The report says Islamic extremism remains the global dominant driver of persecution, responsible for initiating oppression and conflict in 35 out of the 50 countries on the 2017 list.

The Center for the Study of Global Christianity, an academic research center that monitors worldwide demographic trends in Christianity, estimates that between the years 2005 and 2015, 900,000 Christians were martyred—an average of 90,000 Christians each year.

And we know the names of many of these martyrs.

A report submitted to the State Department a little over a year ago documented that between 2003 and June 9, 2014, at least 1,131 Christians—identified by name and place of death—had been murdered by the radical Muslims that comprise the Islamic State.

In addition, at least 125 Christian churches had been attacked or destroyed by ISIS.

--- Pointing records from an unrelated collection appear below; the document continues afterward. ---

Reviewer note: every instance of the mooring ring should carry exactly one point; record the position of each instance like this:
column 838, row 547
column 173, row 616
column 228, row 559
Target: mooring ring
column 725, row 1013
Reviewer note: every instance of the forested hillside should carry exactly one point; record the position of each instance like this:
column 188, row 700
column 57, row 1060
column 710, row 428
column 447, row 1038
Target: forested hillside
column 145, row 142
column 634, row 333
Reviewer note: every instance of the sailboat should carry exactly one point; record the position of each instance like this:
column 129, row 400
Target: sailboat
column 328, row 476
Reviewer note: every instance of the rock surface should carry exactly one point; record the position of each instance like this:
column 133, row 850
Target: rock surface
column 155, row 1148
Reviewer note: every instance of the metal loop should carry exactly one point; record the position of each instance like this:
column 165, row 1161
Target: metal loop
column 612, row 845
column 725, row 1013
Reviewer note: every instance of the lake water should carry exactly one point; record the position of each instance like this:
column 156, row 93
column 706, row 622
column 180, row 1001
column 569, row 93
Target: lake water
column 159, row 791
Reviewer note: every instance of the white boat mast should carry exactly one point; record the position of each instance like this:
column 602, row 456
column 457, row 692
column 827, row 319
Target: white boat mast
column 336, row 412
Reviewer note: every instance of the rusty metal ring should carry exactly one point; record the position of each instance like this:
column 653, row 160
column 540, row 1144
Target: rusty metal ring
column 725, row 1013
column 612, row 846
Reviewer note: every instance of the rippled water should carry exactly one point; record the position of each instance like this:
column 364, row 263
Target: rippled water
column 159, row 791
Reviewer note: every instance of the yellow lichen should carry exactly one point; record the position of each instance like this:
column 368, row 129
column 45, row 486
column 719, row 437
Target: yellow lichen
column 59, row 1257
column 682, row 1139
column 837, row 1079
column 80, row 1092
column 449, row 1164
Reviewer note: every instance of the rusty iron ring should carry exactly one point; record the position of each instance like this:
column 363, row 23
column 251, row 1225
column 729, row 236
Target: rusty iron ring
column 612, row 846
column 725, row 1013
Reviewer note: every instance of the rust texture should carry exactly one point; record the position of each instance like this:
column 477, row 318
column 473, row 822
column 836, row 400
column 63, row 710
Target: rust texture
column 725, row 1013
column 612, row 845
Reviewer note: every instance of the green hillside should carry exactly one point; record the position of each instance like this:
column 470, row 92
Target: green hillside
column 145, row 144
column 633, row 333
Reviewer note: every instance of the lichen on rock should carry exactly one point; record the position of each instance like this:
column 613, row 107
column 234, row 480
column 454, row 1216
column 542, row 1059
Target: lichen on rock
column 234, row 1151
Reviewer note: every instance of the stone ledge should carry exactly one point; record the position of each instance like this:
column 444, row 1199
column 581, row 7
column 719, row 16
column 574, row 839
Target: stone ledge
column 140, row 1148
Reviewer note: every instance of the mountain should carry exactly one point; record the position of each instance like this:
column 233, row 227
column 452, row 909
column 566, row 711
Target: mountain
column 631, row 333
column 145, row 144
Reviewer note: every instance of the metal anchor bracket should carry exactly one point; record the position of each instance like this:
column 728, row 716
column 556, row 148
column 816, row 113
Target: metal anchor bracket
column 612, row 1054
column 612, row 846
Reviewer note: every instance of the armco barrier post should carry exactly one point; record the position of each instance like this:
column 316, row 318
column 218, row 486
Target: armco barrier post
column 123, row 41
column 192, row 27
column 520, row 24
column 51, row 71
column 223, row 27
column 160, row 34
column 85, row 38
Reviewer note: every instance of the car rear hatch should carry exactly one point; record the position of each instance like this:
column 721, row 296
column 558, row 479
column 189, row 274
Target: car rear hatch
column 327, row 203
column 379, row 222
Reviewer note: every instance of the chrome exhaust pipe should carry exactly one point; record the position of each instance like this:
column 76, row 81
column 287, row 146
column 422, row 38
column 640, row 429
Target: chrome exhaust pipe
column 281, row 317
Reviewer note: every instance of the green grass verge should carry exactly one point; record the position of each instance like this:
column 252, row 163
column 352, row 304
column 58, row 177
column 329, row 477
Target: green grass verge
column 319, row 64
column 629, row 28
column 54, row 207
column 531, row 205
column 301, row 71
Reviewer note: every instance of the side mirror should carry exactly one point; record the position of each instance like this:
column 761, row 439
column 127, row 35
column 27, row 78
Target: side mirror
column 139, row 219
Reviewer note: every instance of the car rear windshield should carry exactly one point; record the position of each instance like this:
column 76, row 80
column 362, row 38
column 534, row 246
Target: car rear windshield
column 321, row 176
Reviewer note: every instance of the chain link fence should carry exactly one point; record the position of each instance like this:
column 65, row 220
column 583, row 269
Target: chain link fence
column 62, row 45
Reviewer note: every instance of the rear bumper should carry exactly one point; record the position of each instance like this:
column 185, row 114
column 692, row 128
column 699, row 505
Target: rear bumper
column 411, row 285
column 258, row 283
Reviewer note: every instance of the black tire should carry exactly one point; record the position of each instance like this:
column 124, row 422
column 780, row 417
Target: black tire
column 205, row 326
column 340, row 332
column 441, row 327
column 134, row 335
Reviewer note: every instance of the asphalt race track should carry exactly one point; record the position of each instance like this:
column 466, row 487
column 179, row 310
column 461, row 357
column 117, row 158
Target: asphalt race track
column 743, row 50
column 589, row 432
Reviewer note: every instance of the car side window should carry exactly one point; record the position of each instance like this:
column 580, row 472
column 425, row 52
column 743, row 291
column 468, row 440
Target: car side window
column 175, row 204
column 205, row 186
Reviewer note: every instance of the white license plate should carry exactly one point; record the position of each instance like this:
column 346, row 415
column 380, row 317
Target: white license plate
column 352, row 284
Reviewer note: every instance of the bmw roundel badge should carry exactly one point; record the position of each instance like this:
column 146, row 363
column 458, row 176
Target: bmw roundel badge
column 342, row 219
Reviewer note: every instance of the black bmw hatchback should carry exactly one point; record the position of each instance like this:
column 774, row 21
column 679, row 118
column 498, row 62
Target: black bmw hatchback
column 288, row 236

"Murder of Christians is commonplace" in Iraq, Syria and Libya, states the report. "Many have been killed in front of their own families."

Patriarch Ignatius Ephrem Joseph III Younan, the Syriac Catholic Patriarch of Antioch, many of whose flock lived on the Ninevah plain or in Syria, reports that "500 people were killed by ISIS during its takeover of Mosul and the surrounding region."

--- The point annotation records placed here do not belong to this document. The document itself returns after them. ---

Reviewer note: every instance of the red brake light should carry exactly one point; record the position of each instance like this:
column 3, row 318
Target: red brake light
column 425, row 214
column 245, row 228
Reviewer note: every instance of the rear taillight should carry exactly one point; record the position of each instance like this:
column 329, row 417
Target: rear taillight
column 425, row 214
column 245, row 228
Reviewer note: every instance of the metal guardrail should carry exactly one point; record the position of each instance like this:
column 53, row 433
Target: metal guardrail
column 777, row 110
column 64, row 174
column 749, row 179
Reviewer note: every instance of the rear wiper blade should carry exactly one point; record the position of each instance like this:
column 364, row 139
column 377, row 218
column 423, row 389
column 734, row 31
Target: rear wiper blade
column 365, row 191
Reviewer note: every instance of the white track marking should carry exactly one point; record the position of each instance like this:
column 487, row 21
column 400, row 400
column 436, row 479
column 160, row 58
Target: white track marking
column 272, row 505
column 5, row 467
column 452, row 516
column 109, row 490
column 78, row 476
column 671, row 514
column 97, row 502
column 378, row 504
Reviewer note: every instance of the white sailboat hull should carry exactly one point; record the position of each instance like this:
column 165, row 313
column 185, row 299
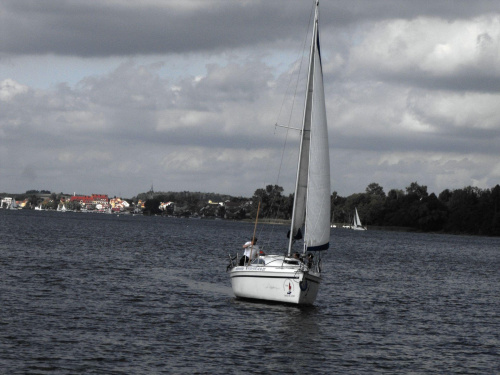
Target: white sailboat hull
column 286, row 284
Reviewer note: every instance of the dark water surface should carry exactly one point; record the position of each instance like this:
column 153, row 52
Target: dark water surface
column 101, row 294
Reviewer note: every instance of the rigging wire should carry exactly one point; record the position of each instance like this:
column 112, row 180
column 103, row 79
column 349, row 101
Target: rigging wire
column 289, row 121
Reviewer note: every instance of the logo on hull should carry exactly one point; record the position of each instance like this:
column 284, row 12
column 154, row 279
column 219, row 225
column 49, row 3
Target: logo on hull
column 288, row 287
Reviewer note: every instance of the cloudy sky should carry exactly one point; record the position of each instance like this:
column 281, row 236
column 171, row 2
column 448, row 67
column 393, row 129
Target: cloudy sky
column 112, row 96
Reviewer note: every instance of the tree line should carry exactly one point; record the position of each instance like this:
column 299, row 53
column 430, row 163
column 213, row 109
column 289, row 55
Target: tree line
column 470, row 210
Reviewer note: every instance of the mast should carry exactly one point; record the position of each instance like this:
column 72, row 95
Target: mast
column 300, row 197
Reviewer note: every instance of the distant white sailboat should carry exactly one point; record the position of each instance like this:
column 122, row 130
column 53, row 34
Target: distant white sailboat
column 357, row 223
column 284, row 278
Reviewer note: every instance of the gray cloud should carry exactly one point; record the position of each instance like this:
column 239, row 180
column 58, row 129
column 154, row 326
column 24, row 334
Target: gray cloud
column 412, row 91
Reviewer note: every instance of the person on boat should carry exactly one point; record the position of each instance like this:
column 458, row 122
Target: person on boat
column 310, row 260
column 251, row 250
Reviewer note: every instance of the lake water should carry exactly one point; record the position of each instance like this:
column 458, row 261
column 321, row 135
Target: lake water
column 107, row 294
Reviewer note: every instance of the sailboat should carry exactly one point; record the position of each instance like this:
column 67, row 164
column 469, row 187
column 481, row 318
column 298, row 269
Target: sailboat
column 356, row 225
column 283, row 277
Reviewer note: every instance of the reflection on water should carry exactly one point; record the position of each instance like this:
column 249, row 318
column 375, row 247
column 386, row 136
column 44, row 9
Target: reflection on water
column 85, row 293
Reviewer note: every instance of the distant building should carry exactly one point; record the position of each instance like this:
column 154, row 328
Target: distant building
column 88, row 201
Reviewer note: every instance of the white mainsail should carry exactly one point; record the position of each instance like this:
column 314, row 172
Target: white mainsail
column 290, row 279
column 312, row 191
column 357, row 222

"In Syria, where the organization Aid to the Church in Need has reported on mass graves of Christians, Patriarch Younan estimates the number of Christians 'targeted and killed by Islamic bands' at more than 1,000," states the report.

According to the New Testament, Jesus was crucified at Golgotha, "the place of the skull" (Matt. 27:33–35; Mark 15:22–25; John 19:17–24) and died there (John 19:29-30) his burial place nearby (Mark 15:46-47) was also the site of his resurrection (Mark 16:5-7, Luke 24:1-12, John 20:16-18).

From its founding in the time of Constantine, Rome's first Christian emperor, to the present, the Church of the Holy Sepulchre has been destroyed or damaged by earthquakes and invading Persian and Muslim armies, but it has always been rebuilt.

The medieval church was laid out to enable pilgrims to move from chapel to chapel, visiting the locations of Christ's crucifixion and burial, their visit culminating in the location of Christ's resurrection, the Holy Sepulchre itself. Much of that medieval fabric remains.

In ancient times, at Golgotha, to mark the completion of their pilgrimage, pilgrims would leave the crosses they had carried on the journey, and a great pile of these would be burnt on Easter Eve.

Today, with Christians around the world under attack as never before, and some of Christianity's most ancient congregations in danger of extinction, we hope President Trump's visit to the Church of the Holy Sepulchre will rekindle that ancient fire and renew American commitment to protecting persecuted Christians.

George Rasley is editor of Richard Viguerie's ConservativeHQ.com.